Morocco’s UM6P Researcher Uncovers The Double Bind Stifling AI Healthcare Startups

5 Min Read

While Artificial Intelligence is widely seen as a revolutionary force in healthcare, new research from Dr. Ahmed Zahlan, a recent PhD graduate from the Africa Business School at Mohammed VI Polytechnic University (UM6P), reveals the significant and often underestimated hurdles that startups in this sector face. Based on in-depth interviews with founders from 55 AI healthcare startups, Dr. Zahlan’s study provides a critical roadmap for founders, investors, and policymakers aiming to navigate this complex landscape.

The Double Complexity of AI in Healthcare

Dr. Zahlan’s research frames the core challenge as a “double bind,” where startups must simultaneously navigate the complexities of two highly demanding systems. On the healthcare side, innovators contend with fragmented clinical workflows, rigid regulatory processes, and slow adoption rates by risk-averse institutions. The average time for a medical discovery to reach routine clinical practice can be as long as 17 years.

On the AI side, startups face the technical hurdles of assembling large, high-quality, and well-labelled datasets, engineering robust and unbiased models, and meeting demands for explainability and patient safety. When combined, these challenges amplify the “liability of newness,” making it difficult for new ventures to gain the legitimacy, trust, and funding needed to survive and scale.
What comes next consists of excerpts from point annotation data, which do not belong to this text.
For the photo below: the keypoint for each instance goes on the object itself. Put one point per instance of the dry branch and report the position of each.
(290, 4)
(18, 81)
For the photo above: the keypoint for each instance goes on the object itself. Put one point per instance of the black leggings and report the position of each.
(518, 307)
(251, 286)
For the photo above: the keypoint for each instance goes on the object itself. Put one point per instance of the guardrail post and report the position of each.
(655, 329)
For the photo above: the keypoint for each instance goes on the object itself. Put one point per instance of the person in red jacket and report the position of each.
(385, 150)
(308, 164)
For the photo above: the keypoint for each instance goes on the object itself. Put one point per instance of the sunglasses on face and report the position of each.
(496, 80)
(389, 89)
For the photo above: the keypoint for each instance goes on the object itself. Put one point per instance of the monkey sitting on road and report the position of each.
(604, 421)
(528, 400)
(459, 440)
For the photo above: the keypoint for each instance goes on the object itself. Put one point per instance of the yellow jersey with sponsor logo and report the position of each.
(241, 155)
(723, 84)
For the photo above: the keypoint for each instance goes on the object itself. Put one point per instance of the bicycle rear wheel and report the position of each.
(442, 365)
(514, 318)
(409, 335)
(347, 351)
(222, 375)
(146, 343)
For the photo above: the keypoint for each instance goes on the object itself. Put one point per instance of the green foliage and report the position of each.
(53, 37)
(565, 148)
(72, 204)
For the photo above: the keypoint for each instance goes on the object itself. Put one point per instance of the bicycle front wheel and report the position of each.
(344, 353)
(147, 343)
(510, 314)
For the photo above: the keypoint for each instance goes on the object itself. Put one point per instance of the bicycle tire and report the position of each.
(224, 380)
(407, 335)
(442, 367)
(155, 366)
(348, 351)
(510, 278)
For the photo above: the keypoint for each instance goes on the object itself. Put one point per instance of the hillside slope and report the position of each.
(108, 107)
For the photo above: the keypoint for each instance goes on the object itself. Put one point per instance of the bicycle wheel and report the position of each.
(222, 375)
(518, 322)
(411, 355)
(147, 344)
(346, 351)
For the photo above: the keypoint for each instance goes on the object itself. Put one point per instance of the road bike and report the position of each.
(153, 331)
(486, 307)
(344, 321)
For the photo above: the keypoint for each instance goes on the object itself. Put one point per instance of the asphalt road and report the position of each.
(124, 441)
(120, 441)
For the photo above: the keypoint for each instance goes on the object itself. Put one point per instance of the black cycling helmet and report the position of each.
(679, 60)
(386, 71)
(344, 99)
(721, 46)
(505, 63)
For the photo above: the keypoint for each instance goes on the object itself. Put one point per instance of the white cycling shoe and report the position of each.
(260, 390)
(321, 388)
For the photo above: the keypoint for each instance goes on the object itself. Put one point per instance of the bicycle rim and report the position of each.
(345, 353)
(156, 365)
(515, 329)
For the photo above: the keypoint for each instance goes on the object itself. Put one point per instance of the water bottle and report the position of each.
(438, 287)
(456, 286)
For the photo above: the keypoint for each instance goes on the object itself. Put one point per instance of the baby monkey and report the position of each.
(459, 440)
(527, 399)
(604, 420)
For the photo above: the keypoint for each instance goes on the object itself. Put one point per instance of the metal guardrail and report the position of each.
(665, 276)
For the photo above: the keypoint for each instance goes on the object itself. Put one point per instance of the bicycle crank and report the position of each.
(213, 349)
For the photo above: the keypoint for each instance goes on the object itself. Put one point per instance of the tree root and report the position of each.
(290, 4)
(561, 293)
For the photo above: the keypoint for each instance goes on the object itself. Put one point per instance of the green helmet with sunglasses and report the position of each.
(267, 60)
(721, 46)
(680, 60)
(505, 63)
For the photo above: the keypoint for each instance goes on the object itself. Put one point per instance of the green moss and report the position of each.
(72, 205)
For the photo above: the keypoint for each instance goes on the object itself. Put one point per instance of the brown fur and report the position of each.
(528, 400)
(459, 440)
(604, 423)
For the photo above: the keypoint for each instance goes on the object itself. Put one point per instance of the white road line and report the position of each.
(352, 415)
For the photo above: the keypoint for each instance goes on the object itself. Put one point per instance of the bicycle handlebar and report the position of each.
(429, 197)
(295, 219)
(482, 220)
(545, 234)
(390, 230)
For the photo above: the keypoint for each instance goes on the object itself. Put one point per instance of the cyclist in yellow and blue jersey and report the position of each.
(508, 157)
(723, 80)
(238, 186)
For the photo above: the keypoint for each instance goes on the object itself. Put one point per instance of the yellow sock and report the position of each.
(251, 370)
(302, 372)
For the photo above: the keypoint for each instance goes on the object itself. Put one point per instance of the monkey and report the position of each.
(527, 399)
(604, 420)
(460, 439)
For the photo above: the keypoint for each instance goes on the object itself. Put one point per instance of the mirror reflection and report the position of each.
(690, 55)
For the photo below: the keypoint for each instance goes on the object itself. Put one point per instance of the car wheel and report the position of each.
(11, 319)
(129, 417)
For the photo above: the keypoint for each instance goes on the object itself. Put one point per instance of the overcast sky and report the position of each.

Diverse Teams as a Competitive Advantage

A key finding from the study is the critical importance of a diverse founding team. Startups that successfully bridge the gap between technology and clinical application often have a blend of expertise. Dr. Zahlan found that teams combining clinical credibility (doctors, chief medical officers) with technical fluency (engineers, data scientists) and commercial experience were far better equipped to engage with hospitals, run clinical validations, and communicate their value to investors and regulators. The practical advice from the research is direct: “Get a doctor with you.” A clinician co-founder or advisor provides essential legitimacy and patient-centered design insights that are crucial for success.

Data Moats and the Danger of ‘AI Washing’

Across the interviews, data emerged as the single most important strategic asset. Founders with access to proprietary, well-curated patient datasets are in a much stronger position to raise capital, build defensible technology, and demonstrate real clinical value. However, the study also issues a stern warning against “AI washing”—the practice of branding a product as AI-driven when it relies on simple algorithms or lacks genuine machine learning capabilities.

This trend, often used to attract funding and media attention, poses a significant risk. The real danger, Dr. Zahlan explains, is not just misleading investors but building solutions that fail to address actual healthcare problems. The focus must be on first identifying a clinical need, not forcing an AI solution where a simpler approach would be more effective.

A Blueprint for Morocco’s Healthtech Ecosystem

Dr. Zahlan’s findings offer actionable insights for Morocco as it accelerates its national AI and digital transformation strategy. The success of Moroccan healthtech startup DeepEcho, which recently secured U.S. FDA clearance for its AI-powered fetal ultrasound platform, demonstrates that local teams can compete on a global scale. To replicate this success, the research suggests three priorities for the ecosystem: developing secure and interoperable electronic health records to build locally-relevant AI models, integrating applied AI and entrepreneurship into medical curricula, and creating more healthcare-focused incubators and regulatory pathways that facilitate clinical trials within trusted hospital networks.

About Mohammed VI Polytechnic University (UM6P)

Mohammed VI Polytechnic University (UM6P) is a Moroccan non-profit private research university located in Benguerir. Its vision is to be a hub of education, research, innovation, and entrepreneurship, with a focus on contributing to the economic and human development of Africa. The university is committed to applied research and innovation relevant to the continent’s challenges, particularly in areas such as sustainable agriculture, mining, renewable energy, and digital technology.